At Rebelyn’s wake on Thursday night, the mayor appeared angry but was silent. A source close to the Pitaos said he had offered them protection and shelter.
Substitute teacher
Shortly after Rebelyn disappeared while on her way home from St. Peter’s College in Toril, where she was a substitute teacher, Evangeline Pitao told reporters that suspected military agents had always stalked members of her family.
She said her son had decided to stop working because of fear that the military would eventually kill him.
The mother also said the family’s fears were not baseless because a brother of her husband was shot to death by suspected soldiers in Tagum City last year.
The human rights group Karapatan said the killing of Parago’s daughter indicated that “the state’s mercenaries are out to get the families and relatives of NPA leaders” to weaken the communist insurgency.

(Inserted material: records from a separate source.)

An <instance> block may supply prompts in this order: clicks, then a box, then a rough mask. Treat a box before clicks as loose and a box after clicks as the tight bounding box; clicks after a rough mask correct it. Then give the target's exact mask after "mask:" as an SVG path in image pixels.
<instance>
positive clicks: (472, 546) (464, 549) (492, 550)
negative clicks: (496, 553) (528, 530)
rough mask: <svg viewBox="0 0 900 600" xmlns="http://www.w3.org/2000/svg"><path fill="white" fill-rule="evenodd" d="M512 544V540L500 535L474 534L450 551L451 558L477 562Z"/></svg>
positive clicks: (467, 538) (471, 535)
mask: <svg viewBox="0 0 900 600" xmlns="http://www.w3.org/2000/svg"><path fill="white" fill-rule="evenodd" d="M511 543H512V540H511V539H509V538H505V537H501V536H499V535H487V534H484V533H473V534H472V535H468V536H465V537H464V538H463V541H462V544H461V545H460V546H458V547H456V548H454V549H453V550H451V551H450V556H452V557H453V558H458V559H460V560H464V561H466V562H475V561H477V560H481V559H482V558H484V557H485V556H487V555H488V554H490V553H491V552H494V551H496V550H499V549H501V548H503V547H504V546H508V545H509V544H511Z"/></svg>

Said Kelly Delgado, secretary general of Karapatan-Southern Mindanao: “It was a barbaric act that confirmed the kind of military we have—a rabid, cowardly and desperate mercenary. Because of their failure to score against the armed combatants, they will resort to killing civilians.”
No vendetta
Congressman Ocampo said involving the families of combatants in any war was a violation of the international humanitarian law.
He expressed concern over the possibility of the government creating a “scenario of retribution” and attributing it to the NPA.
But he said he was convinced that the NPA would not resort to vendetta: “I can sympathize with Pitao, and I know he will not do it.”
In a statement sent Friday to the Inquirer, Simon Santiago, political director of the NPA in Southern Mindanao, also said neither Parago nor the NPA in general was thinking of attacking the families of soldiers to avenge Rebelyn’s murder.
“The record of the NPA will vouch for it. We even treat our prisoners of war well and that can show what kind of fighters we are. Our revolution, the revolution of the poor and oppressed people, is principled, and we will not succumb to the desperation of the 10th Infantry Division,” Santiago said.